Wenn Sie noch in den ersten Wochen stecken und sortieren, welche Symptome zur normalen Anpassung gehören, helfen Ihnen unsere Beiträge zur Keto-Grippe und dazu, was Sie nach 30, 60 und 90 Tagen erwartet, womöglich, auch diese Frage einzuordnen. Für das größere Bild, wie die Ernährung mit der Stoffwechselgesundheit zusammenspielt, lesen Sie Carnivore-Diät und chronische Erkrankungen.
Das Fazit
- Ein höherer Nüchternblutzucker unter Carnivore ist häufig und beruht meist auf einer adaptiven Glukoseeinsparung — fettadaptierte Muskeln nehmen kaum noch Glukose auf, sodass etwas mehr im Blut verbleibt. Mit Diabetes hat das nichts zu tun.
- Das Dawn-Phänomen, chronischer Stress und schlechter Schlaf (über Cortisol), Flüssigkeitsmangel, Kaffee und kürzliche Bewegung können den Wert unabhängig von der Ernährung nach oben treiben.

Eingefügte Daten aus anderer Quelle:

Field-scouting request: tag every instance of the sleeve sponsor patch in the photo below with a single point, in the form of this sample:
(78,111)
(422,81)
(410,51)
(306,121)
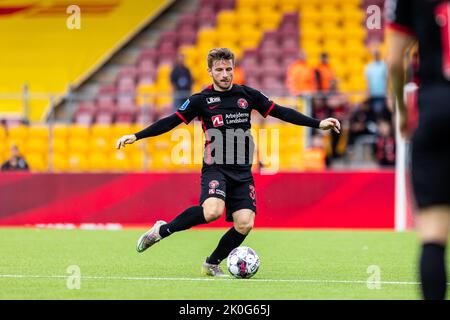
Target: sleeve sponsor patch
(184,105)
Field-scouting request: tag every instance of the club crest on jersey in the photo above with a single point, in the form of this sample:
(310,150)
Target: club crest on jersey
(184,105)
(217,120)
(213,100)
(213,184)
(242,103)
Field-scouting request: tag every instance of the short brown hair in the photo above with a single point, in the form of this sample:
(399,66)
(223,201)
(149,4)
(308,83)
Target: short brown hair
(219,54)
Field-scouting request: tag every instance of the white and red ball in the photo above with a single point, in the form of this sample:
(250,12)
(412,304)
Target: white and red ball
(243,262)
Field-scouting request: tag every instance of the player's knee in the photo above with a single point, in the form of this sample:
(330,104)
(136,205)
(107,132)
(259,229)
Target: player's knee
(213,209)
(244,224)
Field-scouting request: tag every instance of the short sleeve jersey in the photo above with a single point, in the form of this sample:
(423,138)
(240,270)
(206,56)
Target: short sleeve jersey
(429,22)
(226,121)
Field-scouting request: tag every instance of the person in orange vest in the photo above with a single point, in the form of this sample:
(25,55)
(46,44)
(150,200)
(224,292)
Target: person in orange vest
(300,77)
(324,74)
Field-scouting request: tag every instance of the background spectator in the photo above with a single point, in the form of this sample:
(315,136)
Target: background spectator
(384,147)
(338,107)
(16,162)
(181,80)
(300,77)
(362,122)
(324,75)
(376,76)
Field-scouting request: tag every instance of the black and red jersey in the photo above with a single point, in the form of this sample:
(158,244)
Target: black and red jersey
(429,22)
(226,115)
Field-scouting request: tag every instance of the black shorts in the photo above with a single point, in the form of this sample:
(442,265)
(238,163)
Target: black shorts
(235,186)
(430,159)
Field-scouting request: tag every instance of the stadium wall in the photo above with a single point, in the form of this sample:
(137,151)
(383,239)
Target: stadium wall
(285,200)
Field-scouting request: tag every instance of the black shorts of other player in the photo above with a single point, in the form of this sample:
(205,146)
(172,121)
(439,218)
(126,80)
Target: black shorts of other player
(431,147)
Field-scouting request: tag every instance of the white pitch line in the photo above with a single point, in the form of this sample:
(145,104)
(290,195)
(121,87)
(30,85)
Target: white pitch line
(20,276)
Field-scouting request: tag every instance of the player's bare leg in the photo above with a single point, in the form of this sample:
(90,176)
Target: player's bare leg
(243,224)
(191,217)
(432,226)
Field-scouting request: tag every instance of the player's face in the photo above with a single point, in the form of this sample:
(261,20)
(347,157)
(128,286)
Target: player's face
(222,74)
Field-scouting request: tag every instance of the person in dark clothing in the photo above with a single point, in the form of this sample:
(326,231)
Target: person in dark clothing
(16,162)
(384,147)
(227,182)
(181,80)
(426,23)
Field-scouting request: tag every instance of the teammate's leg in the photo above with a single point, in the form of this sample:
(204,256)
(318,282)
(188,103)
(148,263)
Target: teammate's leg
(432,225)
(243,224)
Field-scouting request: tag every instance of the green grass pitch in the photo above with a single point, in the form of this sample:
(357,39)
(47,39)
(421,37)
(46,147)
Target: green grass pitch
(295,264)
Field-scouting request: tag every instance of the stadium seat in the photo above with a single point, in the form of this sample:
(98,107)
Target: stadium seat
(98,162)
(36,162)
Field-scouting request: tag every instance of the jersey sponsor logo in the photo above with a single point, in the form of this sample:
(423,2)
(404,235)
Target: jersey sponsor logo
(212,100)
(184,105)
(217,120)
(252,193)
(213,184)
(242,103)
(236,118)
(264,95)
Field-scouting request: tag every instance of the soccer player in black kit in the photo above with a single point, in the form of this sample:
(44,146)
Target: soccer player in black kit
(224,109)
(427,22)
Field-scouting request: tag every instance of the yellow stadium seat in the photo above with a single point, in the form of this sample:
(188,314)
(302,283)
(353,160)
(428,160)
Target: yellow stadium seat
(246,4)
(59,162)
(60,131)
(37,162)
(100,144)
(98,161)
(226,17)
(120,161)
(146,94)
(77,162)
(18,132)
(77,145)
(288,6)
(2,132)
(37,145)
(207,35)
(13,141)
(59,145)
(314,159)
(121,129)
(39,131)
(137,161)
(247,16)
(79,131)
(101,131)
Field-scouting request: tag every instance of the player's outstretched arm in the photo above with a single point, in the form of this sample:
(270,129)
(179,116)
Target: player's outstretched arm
(295,117)
(159,127)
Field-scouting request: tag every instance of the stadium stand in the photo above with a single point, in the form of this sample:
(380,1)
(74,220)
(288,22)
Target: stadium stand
(46,55)
(266,36)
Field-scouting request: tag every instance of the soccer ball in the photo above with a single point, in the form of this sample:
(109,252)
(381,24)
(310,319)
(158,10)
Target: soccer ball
(243,262)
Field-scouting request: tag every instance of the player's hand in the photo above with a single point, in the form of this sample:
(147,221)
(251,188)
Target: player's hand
(330,123)
(127,139)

- Ihr Körper bildet seine Glukose über die Gluconeogenese selbst, sodass Sie Blutzucker haben können, ohne Zucker zu essen. Eiweiß lässt den Blutzucker bei Menschen ohne Diabetes nur selten nennenswert ansteigen.
- Eine einzelne Messung sagt wenig aus. Betrachten Sie den Nüchternblutzucker gemeinsam mit HbA1c, Nüchterninsulin und Triglyzeriden — ein normaler HbA1c bei niedrigem Insulin deutet auf eine gutartige Anpassung hin.
- Ziehen Sie einen Arzt hinzu, wenn Sie Diabetes haben oder blutzuckersenkende Medikamente einnehmen, wenn der HbA1c steigt, wenn die Werte anhaltend im diabetischen Bereich liegen oder wenn Symptome auftreten. Langzeitdaten zu strikter Carnivore-Ernährung bleiben begrenzt.